Again, I would need to see this being used in a context where someone is really avoiding getting their head knocked off. That could be a street fight, a MMA fight, a competition, whatever. Your personal sparring accounts are simply not enough.


----------



## Gerry Seymour (Nov 11, 2020)

Hanzou said:


> Cool.
> 
> Again, I would need to see this being used in a context where someone is really avoiding getting their head knocked off. That could be a street fight, a MMA fight, a competition, whatever. Your personal sparring accounts are simply not enough.


You are moving the goalposts a bit, Hanzou. You asked earlier about someone using it against a resisting opponent. While anecdotal evidence isn't great, it's a step toward what you asked for.


----------



## Hanzou (Nov 11, 2020)

gpseymour said:


> You are moving the goalposts a bit, Hanzou. You asked earlier about someone using it against a resisting opponent.
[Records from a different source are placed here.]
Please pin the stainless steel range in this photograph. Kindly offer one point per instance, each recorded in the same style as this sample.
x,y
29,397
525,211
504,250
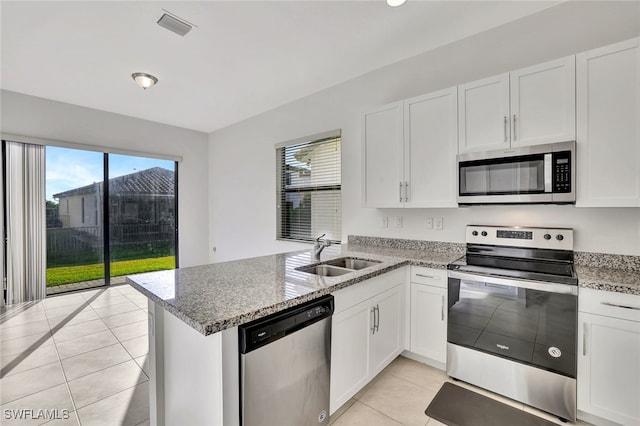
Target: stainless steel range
x,y
512,316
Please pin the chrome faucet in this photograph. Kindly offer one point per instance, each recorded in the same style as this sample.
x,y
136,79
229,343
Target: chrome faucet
x,y
319,246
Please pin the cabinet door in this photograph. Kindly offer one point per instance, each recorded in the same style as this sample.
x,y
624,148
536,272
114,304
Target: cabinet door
x,y
608,139
609,368
431,145
483,114
429,322
387,335
543,103
383,157
350,331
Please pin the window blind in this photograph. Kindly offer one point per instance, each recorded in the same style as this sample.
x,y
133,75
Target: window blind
x,y
309,200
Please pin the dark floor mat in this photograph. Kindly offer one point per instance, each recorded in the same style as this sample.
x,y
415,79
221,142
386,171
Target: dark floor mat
x,y
457,406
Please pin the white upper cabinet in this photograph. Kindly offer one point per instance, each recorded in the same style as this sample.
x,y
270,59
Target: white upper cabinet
x,y
531,106
410,150
383,157
608,140
430,141
483,112
543,103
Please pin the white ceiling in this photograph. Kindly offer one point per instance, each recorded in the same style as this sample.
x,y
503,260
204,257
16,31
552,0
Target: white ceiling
x,y
244,58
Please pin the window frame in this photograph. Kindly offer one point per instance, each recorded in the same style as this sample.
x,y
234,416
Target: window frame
x,y
280,190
While anecdotal evidence isn't great, it's a step toward what you asked for.



Actually this is what I asked;



> Yeah, I'd need to see it being used by someone in a competition or a fight when something is actually on the line.



Play fighting with your friends doesn't really apply.


----------



## isshinryuronin (Nov 11, 2020)

Hanzou said:


> Your partner submits or taps out in practice.



*We are not talking submission holds*, here, where one can add gradual pressure over time.  My post concerned strikes to the throat, eyes or joint kicks that have immediate results.  These are the moves forbidden in competition as there is not a thing as a gradual eye poke or crushed larynx submission.  Once again you seem to side step the main point to avoid giving credit to TMA or the techniques found in kata (when properly interpreted.)


----------



## Hanzou (Nov 11, 2020)

isshinryuronin said:


> *We are not talking submission holds*, here, where one can add gradual pressure over time.  My post concerned strikes to the throat, eyes or joint kicks that have immediate results.  These are the moves forbidden in competition as there is not a thing as a gradual eye poke or crushed larynx submission.  Once again you seem to side step the main point to avoid giving credit to TMA or the techniques found in kata (when properly interpreted.)



Actually there are submissions that crush the larynx. 

Anyway, no there's no safe way to practice techniques like that, which thus turns them into low percentage attacks, and if you're not practicing them on a consistent basis on a resisting partner, that makes those attacks next to useless.


----------



## Gerry Seymour (Nov 11, 2020)

Hanzou said:


> Actually this is what I asked;
> 
> 
> 
> Play fighting with your friends doesn't really apply.


Yes, that's where you moved them.


----------



## Gerry Seymour (Nov 11, 2020)

Hanzou said:


> Actually there are submissions that crush the larynx.
> 
> Anyway, no there's no safe way to practice techniques like that, which thus turns them into low percentage attacks, and if you're not practicing them on a consistent basis on a resisting partner, that makes those attacks next to useless.


Some of them are next to techniques that can be practiced with resistance. With those, drills can be used to work on developing the mechanics for applying the secondary technique, while the more common technique is used to develop the control and positioning used to get there (for both techniques).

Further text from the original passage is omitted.